L'insécurité alimentaire reste ici la première manifestation de la pauvreté. Celle-ci touche en effet 12 pour cent des ménages ruraux. La pauvreté rurale généralement structurelle est due à un manque de terres, combiné à l'absence de revenus extra-agricoles. Elle est aussi conjoncturelle pour une catégorie vulnérable de notre population qui est composée essentiellement de veuves, d'enfants non accompagnés et de rapatriés récents.

Il y a lieu de noter également que le génocide a particulièrement visé les hommes, de façon que les femmes représentent actuellement 63 pour cent de la population rwandaise, plusieurs d'entre elles étant chef de ménage. Conscient du rôle incontournable joué par la femme rwandaise en agriculture et dans le développement socio-économique du pays, le Gouvernement rwandais a placé la promotion féminine au centre de ses préoccupations.

La Déclaration de Rome et le Plan d'action qui ont fait l'objet d'un consensus historique constituent un cadre de référence permettant d'envisager la sécurité alimentaire universelle au début du prochain millénaire.

Les sept engagements adoptés sont certes pertinents, mais nous devons garder à l'esprit que, lors de la Conférence mondiale de l'alimentation de 1974, nos gouvernements n'étaient pas moins animés d'intentions aussi louables.

Comme l'a dit le Directeur général de la FAO lors de la commémoration du 50e anniversaire de la FAO à Québec, les principaux ennemis qu'il nous faut vaincre pour atteindre notre but ultime sont la pauvreté, l'ignorance, l'iniquité dans la répartition des fruits de la terre et du travail, l'indifférence, et surtout la peur d'avoir de grandes ambitions à la mesure du génie humain.

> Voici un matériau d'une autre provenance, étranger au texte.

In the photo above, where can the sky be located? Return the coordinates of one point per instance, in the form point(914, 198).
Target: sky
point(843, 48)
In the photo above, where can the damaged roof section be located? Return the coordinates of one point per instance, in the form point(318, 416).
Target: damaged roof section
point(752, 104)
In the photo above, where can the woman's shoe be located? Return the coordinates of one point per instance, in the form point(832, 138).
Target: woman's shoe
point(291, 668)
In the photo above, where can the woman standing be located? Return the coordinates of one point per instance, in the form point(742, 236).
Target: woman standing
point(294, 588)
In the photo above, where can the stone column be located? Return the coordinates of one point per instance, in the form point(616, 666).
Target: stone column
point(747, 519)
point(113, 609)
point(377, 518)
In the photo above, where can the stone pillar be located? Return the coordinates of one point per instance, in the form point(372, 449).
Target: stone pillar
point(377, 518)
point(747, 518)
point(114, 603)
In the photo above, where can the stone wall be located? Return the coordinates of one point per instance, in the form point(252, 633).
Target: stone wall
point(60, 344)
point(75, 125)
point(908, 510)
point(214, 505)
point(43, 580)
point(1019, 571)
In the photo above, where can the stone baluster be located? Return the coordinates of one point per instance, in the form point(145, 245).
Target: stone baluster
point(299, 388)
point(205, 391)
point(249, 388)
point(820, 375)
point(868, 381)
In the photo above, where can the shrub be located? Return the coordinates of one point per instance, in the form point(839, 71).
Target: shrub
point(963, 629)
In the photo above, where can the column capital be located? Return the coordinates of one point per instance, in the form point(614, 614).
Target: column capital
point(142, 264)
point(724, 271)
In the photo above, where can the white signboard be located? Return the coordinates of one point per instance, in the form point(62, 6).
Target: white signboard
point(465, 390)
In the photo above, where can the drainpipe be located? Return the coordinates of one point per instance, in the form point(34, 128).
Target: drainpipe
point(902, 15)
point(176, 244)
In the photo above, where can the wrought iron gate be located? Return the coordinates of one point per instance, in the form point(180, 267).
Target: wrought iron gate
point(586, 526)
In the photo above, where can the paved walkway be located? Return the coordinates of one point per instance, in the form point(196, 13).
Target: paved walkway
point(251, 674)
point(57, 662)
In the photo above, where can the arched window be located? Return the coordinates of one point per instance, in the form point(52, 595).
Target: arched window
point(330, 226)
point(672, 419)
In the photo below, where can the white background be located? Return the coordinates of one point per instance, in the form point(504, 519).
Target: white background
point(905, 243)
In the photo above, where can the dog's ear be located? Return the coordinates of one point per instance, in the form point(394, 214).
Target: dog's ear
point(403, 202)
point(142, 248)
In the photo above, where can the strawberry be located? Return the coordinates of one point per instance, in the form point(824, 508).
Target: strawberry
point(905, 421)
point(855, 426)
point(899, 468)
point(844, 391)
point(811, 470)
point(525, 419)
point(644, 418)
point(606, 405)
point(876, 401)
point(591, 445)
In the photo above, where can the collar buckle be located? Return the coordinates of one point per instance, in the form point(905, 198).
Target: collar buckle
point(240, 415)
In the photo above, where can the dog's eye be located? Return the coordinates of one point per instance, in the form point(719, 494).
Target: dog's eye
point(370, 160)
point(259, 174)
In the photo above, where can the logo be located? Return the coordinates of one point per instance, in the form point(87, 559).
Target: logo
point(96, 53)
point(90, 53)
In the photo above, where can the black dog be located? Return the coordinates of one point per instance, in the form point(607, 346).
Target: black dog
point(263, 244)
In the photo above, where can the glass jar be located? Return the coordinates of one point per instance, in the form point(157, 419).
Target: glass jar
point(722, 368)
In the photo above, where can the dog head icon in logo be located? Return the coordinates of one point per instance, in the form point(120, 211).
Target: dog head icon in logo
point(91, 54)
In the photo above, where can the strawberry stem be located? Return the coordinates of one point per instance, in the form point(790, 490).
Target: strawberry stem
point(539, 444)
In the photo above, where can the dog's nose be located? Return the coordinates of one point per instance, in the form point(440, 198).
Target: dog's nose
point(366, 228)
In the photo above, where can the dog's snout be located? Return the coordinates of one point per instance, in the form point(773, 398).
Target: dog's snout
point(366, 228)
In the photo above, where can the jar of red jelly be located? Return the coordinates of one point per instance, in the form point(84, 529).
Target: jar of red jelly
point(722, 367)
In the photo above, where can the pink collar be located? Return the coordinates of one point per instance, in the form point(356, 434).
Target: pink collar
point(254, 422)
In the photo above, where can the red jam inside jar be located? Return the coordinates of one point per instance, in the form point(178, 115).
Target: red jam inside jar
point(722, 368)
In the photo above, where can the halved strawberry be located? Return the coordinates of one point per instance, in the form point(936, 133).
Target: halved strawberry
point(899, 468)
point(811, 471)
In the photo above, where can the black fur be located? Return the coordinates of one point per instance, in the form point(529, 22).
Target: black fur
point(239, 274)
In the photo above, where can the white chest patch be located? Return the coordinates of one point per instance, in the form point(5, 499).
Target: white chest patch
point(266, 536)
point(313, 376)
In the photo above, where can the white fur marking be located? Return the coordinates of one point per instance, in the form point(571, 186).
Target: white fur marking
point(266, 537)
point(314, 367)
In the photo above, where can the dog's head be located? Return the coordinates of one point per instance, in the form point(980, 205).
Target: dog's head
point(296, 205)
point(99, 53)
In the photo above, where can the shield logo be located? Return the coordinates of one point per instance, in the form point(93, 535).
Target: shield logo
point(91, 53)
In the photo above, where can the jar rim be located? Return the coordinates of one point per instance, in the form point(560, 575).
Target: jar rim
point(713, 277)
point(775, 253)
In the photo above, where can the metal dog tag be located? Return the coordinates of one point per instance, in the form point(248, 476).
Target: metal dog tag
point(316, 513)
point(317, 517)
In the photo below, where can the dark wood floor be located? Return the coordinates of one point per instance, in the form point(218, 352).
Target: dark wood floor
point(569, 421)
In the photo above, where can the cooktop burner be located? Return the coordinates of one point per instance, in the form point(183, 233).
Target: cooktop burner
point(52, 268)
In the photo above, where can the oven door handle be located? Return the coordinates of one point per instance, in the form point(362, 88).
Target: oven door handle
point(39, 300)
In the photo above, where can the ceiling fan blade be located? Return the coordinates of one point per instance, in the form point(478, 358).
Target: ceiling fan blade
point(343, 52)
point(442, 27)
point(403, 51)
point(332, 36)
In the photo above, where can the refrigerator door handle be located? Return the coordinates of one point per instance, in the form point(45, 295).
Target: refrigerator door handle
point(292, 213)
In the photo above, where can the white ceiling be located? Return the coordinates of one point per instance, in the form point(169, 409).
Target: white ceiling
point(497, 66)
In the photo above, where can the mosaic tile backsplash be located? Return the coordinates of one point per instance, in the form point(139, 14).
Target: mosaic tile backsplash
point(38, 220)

Puissions-nous tous conjuguer nos efforts pour que notre ambition de nourrir le monde devienne enfin une réalité!

Je ne saurais terminer mon propos sans vous brosser rapidement la situation qui prévaut actuellement dans la région de l'Afrique centrale des Grands Lacs, situation dont les multiples facettes touchent à la politique, à la sécurité, à l'humanité et bien entendu à la sécurité alimentaire.

Vous vous souviendrez, en effet, que les responsables du génocide rwandais de 1994 ont entraîné dans leur exil des milliers de nos compatriotes, et se sont opposés par l'intimidation ou par la violence à leur retour, alors que la situation a été très vite normalisée au Rwanda.

Malgré nos multiples appels, la communauté internationale a continué à apporter l'aide humanitaire indistinctement aux réfugiés innocents et aux bourreaux du peuple rwandais, qui faisaient des camps de réfugiés de l'est du Zaïre de véritables camps militaires d'où partaient des incursions meurtrières au Rwanda, destinées le plus souvent à éliminer les rescapés du génocide et parachever ainsi leur sinistre dessein.

Ces criminels ont non seulement pris en otage des milliers de réfugiés innocents, mais ils ont également exporté dans l'est du Zaïre l'idéologie du génocide et ont orchestré des opérations de purification ethnique contre une catégorie de ressortissants zaïrois parlant le Kinyarwanda.

Par ailleurs, considérant les récents développements à l'est du Zaïre, qui résultent d'un conflit interne à ce pays, le Gouvernement rwandais a exprimé sa grave préoccupation sur la détérioration de la situation dans cette zone et la menace que cela constitue contre la paix et la stabilité de l'ensemble de la région des Grands Lacs.

Nous sommes affligés par le sort de nos compatriotes réfugiés qui sont gravement affectés par cette crise. C'est dans ce cadre que le Président de la République rwandaise, S.E. Monsieur Pasteur Bizimungu, a appelé les parties en conflit à observer un cessez-le-feu et a demandé à la communauté internationale d'intensifier les efforts en vue de favoriser le rapatriement volontaire des réfugiés rwandais.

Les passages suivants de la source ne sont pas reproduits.